LA LEY DE LA SELVA

Ahogar los recuerdos. Levantar muros para no volver a mirar, no sentir de nuevo. Pero, como un pitbull cuando te tiene agarrado, no te suelta: Encaja las mandíbulas para que no te puedas librar de la dentellada. Crujen los huesos, te desgarran la piel. Y el alma.

Llegaron como siempre. La muerte infinita se vertía desde sus ojos vacíos y rojos. No importaba que se llamaran de una manera distinta. Todas las partidas de guerrilleros que apisonaban la aldea hacían lo mismo. Sembraban el miedo. Y, pasado el tiempo, recogían la cosecha de niños para ser sus soldados.

La madre violencia pare multitud de hijos: La falta de oportunidades para la educación, desestructuración de las familias como pan nuestro de cada día; la fuerza como la única razón para imponer un criterio. Todo amparado en la inestabilidad política que hace que la dignidad humana baje un escalón, cada generación, hacia la barbarie.

Y es que es tan fácil ejercerla. Es sencillo empuñar un arma y amedrentar a las mujeres. Y cierran los ojos. Y son los recién llegados, con las mismas intenciones, los que se adentran en ellas y desgarran todo a su paso. Uno, dos… No hay mesura. Sólo la violencia de quien sabe que está dejando un cadáver vivo, un cuerpo aterrorizado, un alma hueca. Cubierta de babas y de vergüenza, sólo les queda esperar el próximo envite, el fruto no deseado de una violación que te deja rota.

¿Cómo una mujer o una niña pueden volver a retomar una vida, una relación cuando llegue la ansiada paz, si cada vez que sienta la mano de alguien cercano, recordará el olor acre de quien pisoteó el sagrado terreno de la dignidad y la propia voluntad? ¿Quién podrá devolver la esperanza o la limpieza a una mirada que quiso ser ciega pues no quería, no podía, no sabía dejar de mirar el dolor desde dentro bajo la furia de los que hicieron de la guerra su religión?
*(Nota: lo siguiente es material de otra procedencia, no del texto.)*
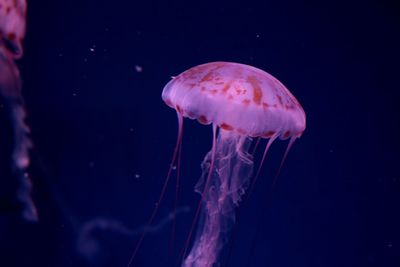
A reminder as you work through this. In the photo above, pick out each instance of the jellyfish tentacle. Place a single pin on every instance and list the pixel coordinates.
(229, 177)
(203, 193)
(10, 91)
(178, 174)
(290, 144)
(267, 147)
(163, 190)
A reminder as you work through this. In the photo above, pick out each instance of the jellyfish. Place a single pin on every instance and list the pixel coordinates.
(12, 33)
(242, 103)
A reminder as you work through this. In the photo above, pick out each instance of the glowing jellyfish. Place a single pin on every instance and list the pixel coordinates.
(241, 102)
(12, 33)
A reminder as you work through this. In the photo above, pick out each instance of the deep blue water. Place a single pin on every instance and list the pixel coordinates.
(104, 138)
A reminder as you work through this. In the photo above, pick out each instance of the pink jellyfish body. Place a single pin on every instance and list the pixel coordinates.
(12, 33)
(240, 102)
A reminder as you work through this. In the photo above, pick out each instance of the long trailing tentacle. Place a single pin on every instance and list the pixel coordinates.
(163, 190)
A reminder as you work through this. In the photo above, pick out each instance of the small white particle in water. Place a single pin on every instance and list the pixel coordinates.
(138, 68)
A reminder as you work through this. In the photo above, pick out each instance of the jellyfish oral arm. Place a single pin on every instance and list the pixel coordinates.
(222, 187)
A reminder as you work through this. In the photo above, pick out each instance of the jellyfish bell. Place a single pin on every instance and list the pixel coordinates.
(236, 97)
(241, 102)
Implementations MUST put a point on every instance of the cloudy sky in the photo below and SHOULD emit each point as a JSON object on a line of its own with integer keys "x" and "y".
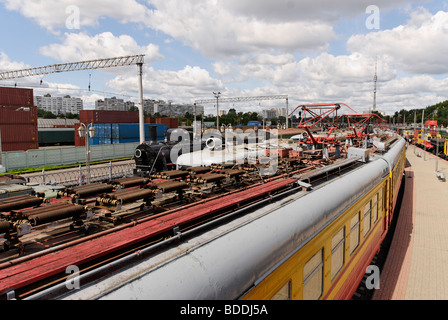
{"x": 314, "y": 51}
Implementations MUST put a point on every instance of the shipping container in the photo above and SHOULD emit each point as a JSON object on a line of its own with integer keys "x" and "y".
{"x": 115, "y": 131}
{"x": 105, "y": 116}
{"x": 56, "y": 136}
{"x": 128, "y": 131}
{"x": 18, "y": 127}
{"x": 21, "y": 115}
{"x": 16, "y": 97}
{"x": 19, "y": 146}
{"x": 161, "y": 131}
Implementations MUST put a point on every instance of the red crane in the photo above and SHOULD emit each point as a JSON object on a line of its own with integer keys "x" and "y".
{"x": 313, "y": 114}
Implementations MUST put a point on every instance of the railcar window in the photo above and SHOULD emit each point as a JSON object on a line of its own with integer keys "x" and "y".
{"x": 367, "y": 217}
{"x": 284, "y": 293}
{"x": 313, "y": 277}
{"x": 354, "y": 233}
{"x": 375, "y": 207}
{"x": 337, "y": 252}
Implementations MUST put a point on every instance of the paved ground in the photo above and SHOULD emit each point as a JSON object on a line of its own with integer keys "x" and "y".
{"x": 417, "y": 264}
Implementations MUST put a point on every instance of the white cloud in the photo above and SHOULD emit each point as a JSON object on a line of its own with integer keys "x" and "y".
{"x": 53, "y": 14}
{"x": 80, "y": 46}
{"x": 216, "y": 32}
{"x": 184, "y": 85}
{"x": 420, "y": 46}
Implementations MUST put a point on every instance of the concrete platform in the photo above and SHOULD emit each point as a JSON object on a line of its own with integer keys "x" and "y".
{"x": 416, "y": 267}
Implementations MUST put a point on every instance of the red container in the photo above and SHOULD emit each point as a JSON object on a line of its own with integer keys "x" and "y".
{"x": 18, "y": 127}
{"x": 104, "y": 116}
{"x": 16, "y": 97}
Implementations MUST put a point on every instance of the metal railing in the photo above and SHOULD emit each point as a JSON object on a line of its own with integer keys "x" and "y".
{"x": 70, "y": 177}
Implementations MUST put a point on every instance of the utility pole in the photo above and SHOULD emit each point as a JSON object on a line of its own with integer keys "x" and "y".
{"x": 375, "y": 78}
{"x": 217, "y": 108}
{"x": 141, "y": 115}
{"x": 89, "y": 65}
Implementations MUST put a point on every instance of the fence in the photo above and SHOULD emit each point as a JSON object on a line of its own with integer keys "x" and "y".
{"x": 70, "y": 177}
{"x": 65, "y": 156}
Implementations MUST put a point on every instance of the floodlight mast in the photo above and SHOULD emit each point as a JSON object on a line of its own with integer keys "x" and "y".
{"x": 89, "y": 65}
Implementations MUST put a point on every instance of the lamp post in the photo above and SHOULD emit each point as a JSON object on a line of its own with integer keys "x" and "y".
{"x": 86, "y": 132}
{"x": 217, "y": 108}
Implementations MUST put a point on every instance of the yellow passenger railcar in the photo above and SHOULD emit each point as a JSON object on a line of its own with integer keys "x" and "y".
{"x": 332, "y": 264}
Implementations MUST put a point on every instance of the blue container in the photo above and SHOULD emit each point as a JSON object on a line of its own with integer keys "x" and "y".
{"x": 161, "y": 130}
{"x": 99, "y": 130}
{"x": 115, "y": 131}
{"x": 128, "y": 131}
{"x": 129, "y": 140}
{"x": 93, "y": 141}
{"x": 107, "y": 127}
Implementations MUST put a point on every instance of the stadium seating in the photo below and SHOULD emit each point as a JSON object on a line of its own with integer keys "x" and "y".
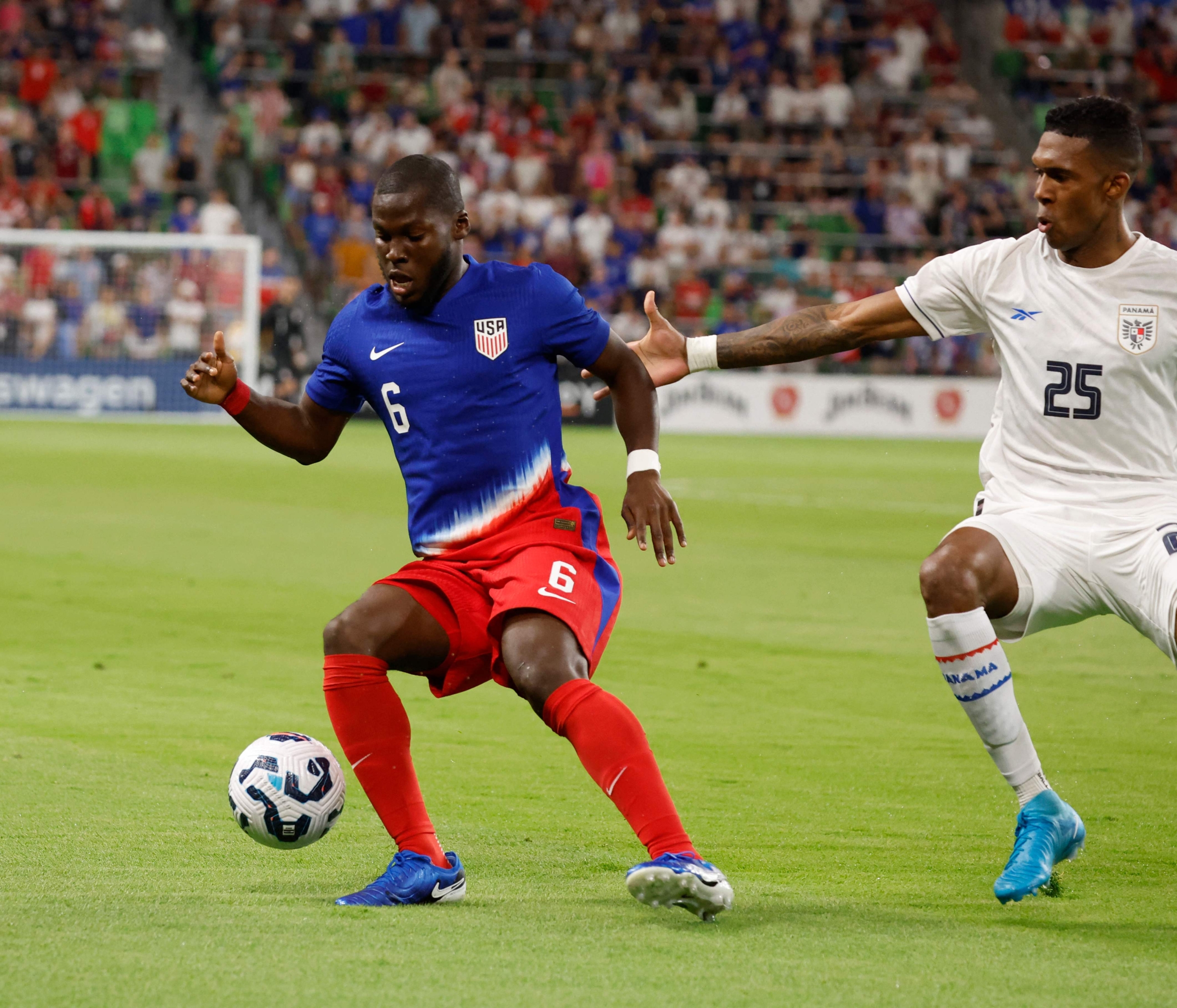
{"x": 740, "y": 157}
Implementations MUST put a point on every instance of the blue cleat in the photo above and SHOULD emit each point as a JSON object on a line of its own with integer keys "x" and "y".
{"x": 412, "y": 879}
{"x": 1049, "y": 831}
{"x": 680, "y": 880}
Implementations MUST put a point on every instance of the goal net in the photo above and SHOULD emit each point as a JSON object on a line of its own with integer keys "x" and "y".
{"x": 105, "y": 324}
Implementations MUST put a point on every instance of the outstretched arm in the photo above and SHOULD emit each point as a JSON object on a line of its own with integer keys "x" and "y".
{"x": 636, "y": 408}
{"x": 305, "y": 432}
{"x": 809, "y": 333}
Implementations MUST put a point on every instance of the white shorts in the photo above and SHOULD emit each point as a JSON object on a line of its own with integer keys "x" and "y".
{"x": 1074, "y": 562}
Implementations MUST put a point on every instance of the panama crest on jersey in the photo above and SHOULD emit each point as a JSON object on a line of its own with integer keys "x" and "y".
{"x": 491, "y": 337}
{"x": 1137, "y": 327}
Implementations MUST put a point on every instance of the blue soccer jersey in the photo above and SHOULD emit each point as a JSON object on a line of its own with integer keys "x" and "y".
{"x": 468, "y": 393}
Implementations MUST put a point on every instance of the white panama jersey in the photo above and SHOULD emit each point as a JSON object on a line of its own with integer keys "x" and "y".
{"x": 1087, "y": 407}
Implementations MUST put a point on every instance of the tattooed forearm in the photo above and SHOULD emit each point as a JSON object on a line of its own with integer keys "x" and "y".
{"x": 809, "y": 333}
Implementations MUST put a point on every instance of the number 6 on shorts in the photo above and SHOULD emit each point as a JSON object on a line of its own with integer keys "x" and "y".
{"x": 558, "y": 579}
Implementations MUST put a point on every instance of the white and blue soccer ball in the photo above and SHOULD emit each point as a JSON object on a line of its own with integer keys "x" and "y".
{"x": 286, "y": 791}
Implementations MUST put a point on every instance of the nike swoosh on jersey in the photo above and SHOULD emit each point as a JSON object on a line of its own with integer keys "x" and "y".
{"x": 551, "y": 596}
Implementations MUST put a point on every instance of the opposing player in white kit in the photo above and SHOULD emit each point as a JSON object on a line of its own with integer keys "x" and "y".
{"x": 1079, "y": 513}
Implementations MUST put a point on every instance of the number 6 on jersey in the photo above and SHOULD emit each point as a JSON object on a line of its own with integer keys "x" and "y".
{"x": 396, "y": 411}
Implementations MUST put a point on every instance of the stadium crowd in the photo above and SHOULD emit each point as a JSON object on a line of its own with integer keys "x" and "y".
{"x": 739, "y": 157}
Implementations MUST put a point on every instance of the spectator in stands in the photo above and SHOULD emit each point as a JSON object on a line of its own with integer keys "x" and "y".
{"x": 321, "y": 227}
{"x": 185, "y": 316}
{"x": 96, "y": 211}
{"x": 418, "y": 20}
{"x": 284, "y": 338}
{"x": 104, "y": 325}
{"x": 219, "y": 216}
{"x": 184, "y": 171}
{"x": 149, "y": 53}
Así, como los perros a los que les han dado palos, buscarán protección. Si alguien, les trata con cierta educación, sentirán algo parecido a la paz. Creerán que es mar lo que es charco; pero será suficiente. Amputada toda posibilidad de dignidad, se acostumbrarán a mirar hacia arriba. Las farolas serán estrellas, las estrellas desaparecerán y el negro será el color de la fiesta.

Las madres de la guerra, desterradas de su patria, arrancadas de raíz, no tienen crónicas que evocar, no hay recuerdos ni cuentos que contar a los hijos. Ellos, sin referencias ni mitología, crecerán sin memoria. Y eso les hará repetir los errores que condujeron a la vida que viven ellos y sus madres.

Cada paso vacía más la colectiva memoria y hace más próxima la vuelta a la selva: Allí no hay árboles ni chozas: Sólo montañas de basura y aguas fecales en la periferia de cualquier gran ciudad: Donde el instinto y la ley del más fuerte nada saben de humanidad.